In the last 40 years or so, we’ve learnt more about the brain through MRI scans than we have in the last 4,000 years about anything written about the brain. I continue to find studies like this challenge everything I know about teaching and learning.
The study (n = 32 studies reviewed) highlights how chewing stimulates areas like the prefrontal cortex and anterior cingulate— think emotions and memory; linked with decision-making and focus. Flavoured gum and stress contexts amplify these effects. While the effects don’t last long, they are immediate and measurable, especially during stressful or cognitively demanding tasks.
This research is relevant for teachers managing focus, behaviour and student wellbeing.
I stopped chewing gum years ago, but I might take it up again!
The evidence suggests that gum chewing can support short-term alertness and reduce stress responses, providing a non-invasive, low–cost intervention. Rather than being just an annoyance, it may help students self-regulate and remain calm in tense situations like tests. Flavoured gum and faster chewing increased brain activity and alpha waves—related to relaxed awareness.
There’s been a quiet revolution given students water and bananas before big exams, perhaps chewing gum during the exam might work too?
Teachers might consider allowing silent chewing during tests or high-stakes tasks. Setting ground rules—such as “no bubbles, quiet chewing only”—could help maintain classroom order. Pilot schemes in SEND settings or during SATs and GCSE practice sessions may offer a structured way to observe effects. Using chewing as part of sensory strategies or exam preparation routines could offer benefits for focus and calm.
CPD questions for teachers:
- How could chewing gum help students with anxiety or attention issues?

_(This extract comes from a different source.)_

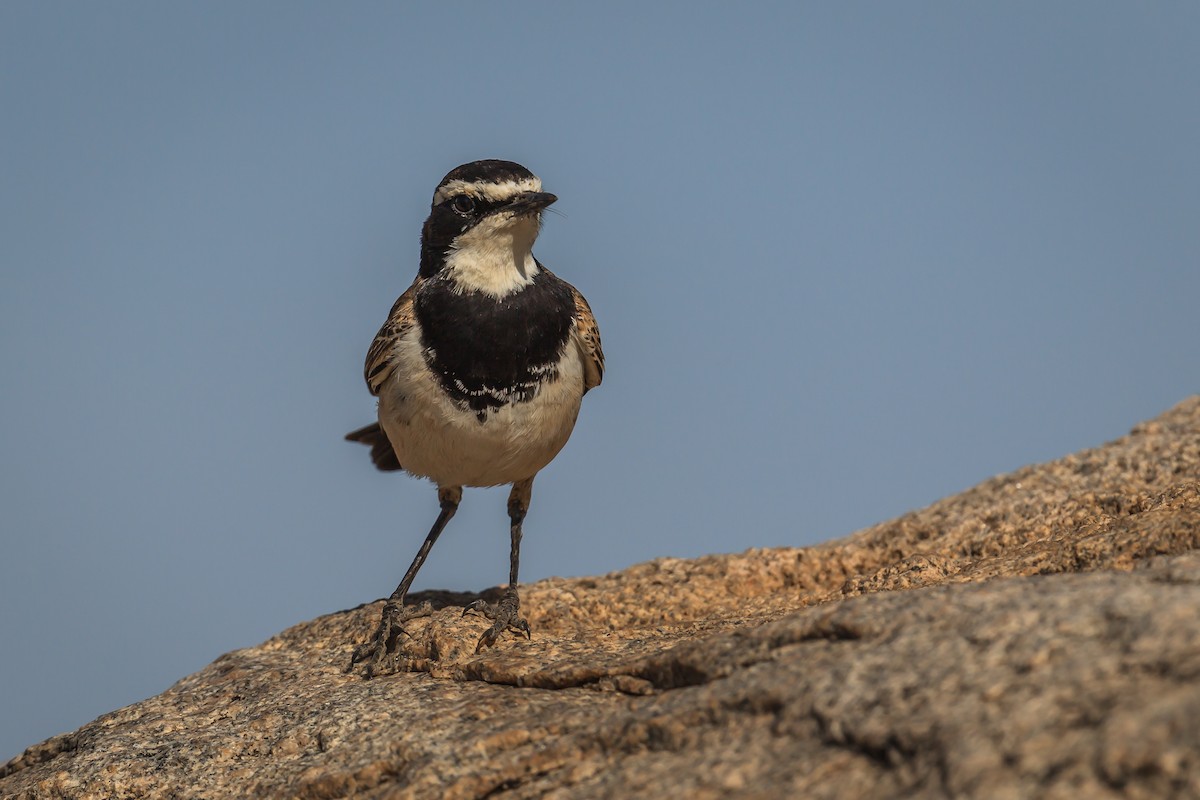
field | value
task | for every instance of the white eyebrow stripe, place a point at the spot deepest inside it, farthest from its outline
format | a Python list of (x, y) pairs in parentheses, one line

- Could a ‘chewing zone’ reduce classroom disruption and support learning?
- Would some subjects benefit more from chewing-related alertness boosts?
- How might chewing support students during timed assessments?
- Can gum be integrated into sensory strategies for SEND learners?
- How could school leaders develop clear rules around gum use?
- What concerns do teachers have about allowing gum in class?
- How might chewing affect student behaviour and social dynamics?
- Can teachers trial gum-chewing during revision to support concentration?
- Is there scope to include this in wellbeing or exam stress policies?
Teachers who see gum as a distraction might want to rethink. With clear boundaries and context-aware use, chewing could be reframed as a tool for boosting brain function.
The research concludes:
Neuroimaging data indicate that chewing gum reliably engages broad sensorimotor circuits while also influencing regions tied to attention, stress regulation, and possibly memory. Incredible!